Your mind turns on you. You doubt yourself. You doubt your ability to be a provider and the man your family turns to for help. And that’s when you look at your child. She smiles at you and holds your hand, she epitomises the true meaning of a hero, everything I wanted to be for her. She shows her strength and doesn’t let her illness define her.
Our whole world changed when Alegra was diagnosed, and since then we don’t remember life without worry. How am I supposed to convince my child to lay still, alone on a flat table with a mask placed over her face holding her locked into position for Radiotherapy treatment? Not only once, but thirty times! How can I convince her it is ok when I can’t even convince myself?
I don’t know what she thought of in that room, but she did it. She had so much courage. Courage I lacked as I waited outside for her, listening to her mum read her a story over the PA system.
Regardless of the treatment and the wins post-surgery, it wasn’t enough to keep her tumour at bay.
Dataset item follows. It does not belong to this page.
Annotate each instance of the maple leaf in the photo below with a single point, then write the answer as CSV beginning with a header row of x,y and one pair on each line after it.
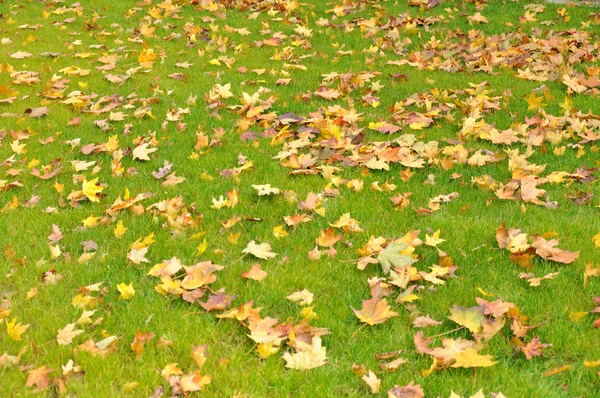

We were given days; the doctors were advising us to stay in hospital, but we chose to go home. Alegra gave us seven incredible weeks filled with many drawings, stories and love. Memories her siblings cherish. She turned six.
We never spoke about what was happening. One of our final days together I heard my wife tell her she was sorry and that she would be better soon, to which Alegra replied, “it doesn’t matter”. Alegra said it was September and then it would be Halloween so if she could be better by November for my birthday that would be fine. How can such a young child be so selfless? The disease at this stage had taken away her ability to walk, to even sit up straight and raise her hand. A hand that never stopped drawing, drawing for others mostly. The number of drawings she would give away. Today they hang in many people’s homes.
I used to be the one reading stories like these, saddened by what I heard and heartbroken for those who lost their lives too soon. I never could have imagined the pain felt by being one of those families or stories. When that day came, and we lost Alegra, we knew she wasn’t in pain anymore. But nothing could prepare us for the pain left behind. I could honestly feel a piece of me missing. Everything felt different. My heart simply beats differently now.
The days and weeks after are when your mind starts to break you down. You think you’re ok, but you fall into a dark place. Sleepless nights catch up. Not eating catches up. Lots more drinking and empty bottles fill the recycling bin each week. You find yourself down a destructive path without realising.
This is your turning point to either sink or swim. Thank God for our younger children Emmanuela and Strato. Without them I am certain I wouldn’t be here. They were the only reason I was able to get back on a normal path. They needed me for support and to try keep normality in the house. What is normal anymore? We don’t even know.
Going through depression and anxiety is something only the beholder can explain. You can seem to be functioning and surviving on the outside but totally exhausted, broken and gone on the inside.
It has been almost four years and I still find myself struggling to hold my head up. Life in many ways had become a blur. Weeks seem to roll into months and then years. You can’t understand it unless you’re living it. The truth is we don’t want to feel better, to have time make things easier or long for Alegra any less.
One of the many difficult things to wrap our heads around through all of this is being told “there’s no further treatment”. Not here and not abroad, and we were willing and able to go anywhere. Turns out it isn’t as simple as paying to be put on a clinical trial or any sort of treatment course. Many factors regarding your type of tumour come into play before you are even considered. I remember us telling those we loved and the disbelief in what we were saying and what they were hearing was evident to us all.
It seems so impossible that in a world filled with such wonderful things and so many possibilities that there isn’t a way to try to treat this disease. I don’t know why things happen and the sad truth is tomorrow it will be another family.
To be honest I pity the world who doesn’t get to know Alegra.
Alegra and all children deserve to be able to fight. To fight for the life they were given. There needs to be better treatments and a cure for this disease that hurts too many of our little friends and their families.
It was not our choice to survive without you, so we choose to live and to honour you.”